The notation for absolute value uses vertical bars: for example, |x| represents the absolute value of x.

• If x is a positive number or zero, |x| is just x. For instance, |5| = 5.
• If x is a negative number, |x| is the positive equivalent of that number. For example, |-5| = 5.

This essence of absolute value allows us to ignore any negative signs when simplifying expressions, focusing solely on the quantity itself without considering direction.

In any fraction, understanding the terms numerator and denominator is crucial. A fraction is composed of two parts: the numerator and the denominator. The numerator is the top part of the fraction, and the denominator is the bottom part.

• The numerator represents how many parts we have, or in other words, the number of parts taken.
• The denominator tells us the total number of equal parts the whole is divided into.

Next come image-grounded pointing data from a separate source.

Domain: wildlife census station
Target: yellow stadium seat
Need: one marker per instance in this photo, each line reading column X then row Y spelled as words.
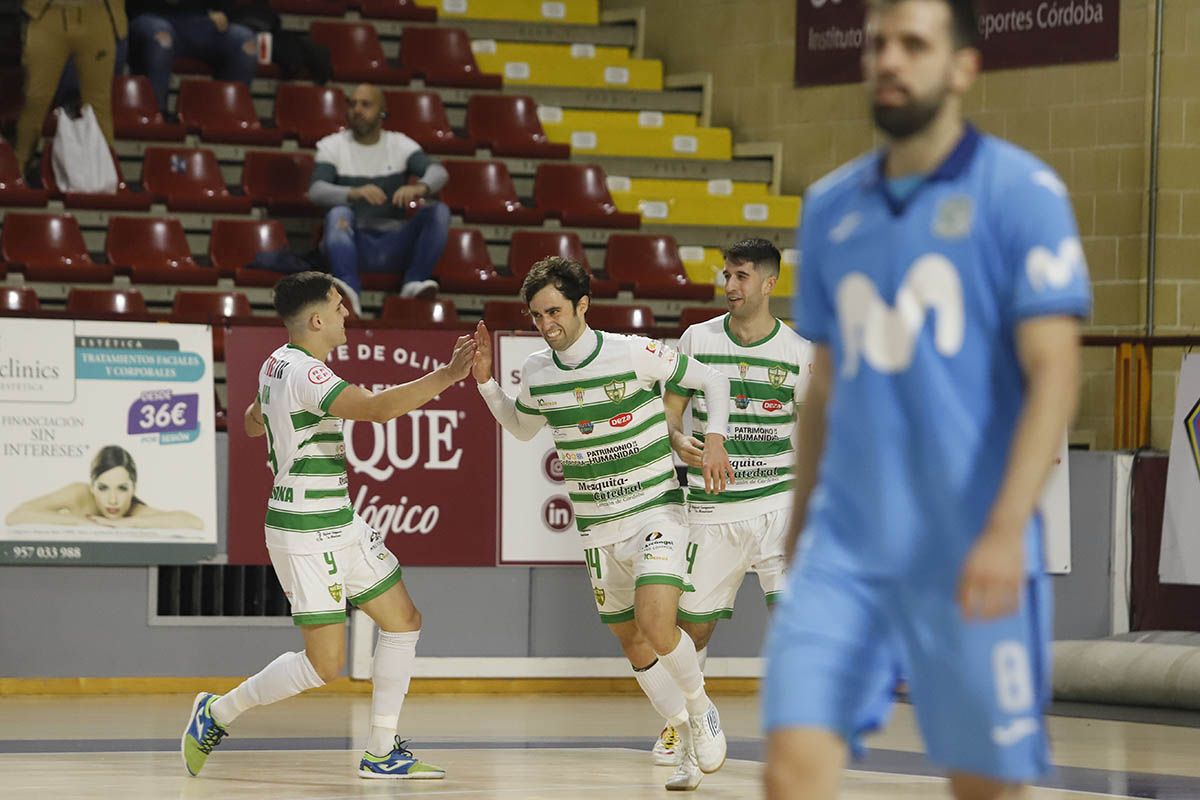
column 562, row 65
column 697, row 143
column 581, row 120
column 574, row 12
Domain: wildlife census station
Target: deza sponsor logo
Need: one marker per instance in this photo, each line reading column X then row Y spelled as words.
column 431, row 445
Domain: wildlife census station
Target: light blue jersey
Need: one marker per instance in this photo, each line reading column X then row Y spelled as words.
column 919, row 302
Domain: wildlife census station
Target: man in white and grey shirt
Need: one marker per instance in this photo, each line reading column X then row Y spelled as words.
column 363, row 178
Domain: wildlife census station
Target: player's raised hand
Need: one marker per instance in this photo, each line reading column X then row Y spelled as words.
column 483, row 366
column 462, row 358
column 990, row 584
column 715, row 464
column 689, row 449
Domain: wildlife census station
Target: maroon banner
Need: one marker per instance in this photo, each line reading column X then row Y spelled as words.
column 1012, row 34
column 427, row 480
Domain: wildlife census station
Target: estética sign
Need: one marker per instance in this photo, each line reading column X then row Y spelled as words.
column 1012, row 34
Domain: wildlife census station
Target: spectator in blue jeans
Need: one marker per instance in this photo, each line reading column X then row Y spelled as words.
column 161, row 30
column 363, row 178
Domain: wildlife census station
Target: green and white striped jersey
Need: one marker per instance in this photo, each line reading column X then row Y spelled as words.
column 610, row 428
column 310, row 507
column 767, row 379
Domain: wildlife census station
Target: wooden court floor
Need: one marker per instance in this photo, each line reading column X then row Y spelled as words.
column 505, row 747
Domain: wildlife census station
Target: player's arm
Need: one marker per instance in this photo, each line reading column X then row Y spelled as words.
column 513, row 417
column 661, row 362
column 252, row 420
column 1050, row 355
column 357, row 403
column 810, row 426
column 690, row 451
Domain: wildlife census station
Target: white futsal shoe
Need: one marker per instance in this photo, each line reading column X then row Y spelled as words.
column 708, row 740
column 687, row 776
column 666, row 750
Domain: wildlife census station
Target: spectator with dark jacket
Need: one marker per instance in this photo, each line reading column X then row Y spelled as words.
column 57, row 30
column 161, row 30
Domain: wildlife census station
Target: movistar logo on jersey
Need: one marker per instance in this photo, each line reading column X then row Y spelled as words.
column 886, row 336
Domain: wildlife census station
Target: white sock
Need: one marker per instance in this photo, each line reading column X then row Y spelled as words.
column 390, row 673
column 684, row 668
column 663, row 692
column 287, row 675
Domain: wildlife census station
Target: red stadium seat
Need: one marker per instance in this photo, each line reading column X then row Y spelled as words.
column 483, row 191
column 13, row 190
column 235, row 242
column 508, row 125
column 18, row 300
column 107, row 302
column 154, row 251
column 443, row 56
column 420, row 115
column 280, row 181
column 507, row 316
column 223, row 110
column 124, row 199
column 136, row 113
column 467, row 268
column 579, row 196
column 697, row 314
column 49, row 247
column 311, row 7
column 421, row 314
column 406, row 10
column 309, row 113
column 651, row 266
column 622, row 319
column 355, row 53
column 531, row 246
column 190, row 180
column 210, row 308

In our example, the expression starts as \( \frac{|6-2|+3}{8+2 \cdot 5}\). After simplifying, the numerator becomes 7 and the denominator becomes 18, resulting in the simplified fraction \( \frac{7}{18} \).
It’s important to recognize that despite mathematical operations performed on numerators and denominators, each has its own role in expressing the value of the fraction.

Simplifying fractions is a skill that makes complex expressions easier to handle and understand. The goal of simplifying fractions is to convert them into their simplest form, where the numerator and denominator have no common factors other than 1.
In our fraction \( \frac{7}{18} \), both the numerator (7) and the denominator (18) do not share any other common factors besides 1. This means \( \frac{7}{18} \) is already in its simplest form.

• To simplify a fraction, check for common factors in the numerator and denominator, and divide both by the greatest common factor.
• If no common factors exist other than 1, as in this case, then the fraction is already simplified.

Mastering the simplification of fractions can greatly ease calculations and provide a clearer understanding of the size or proportions the fraction represents.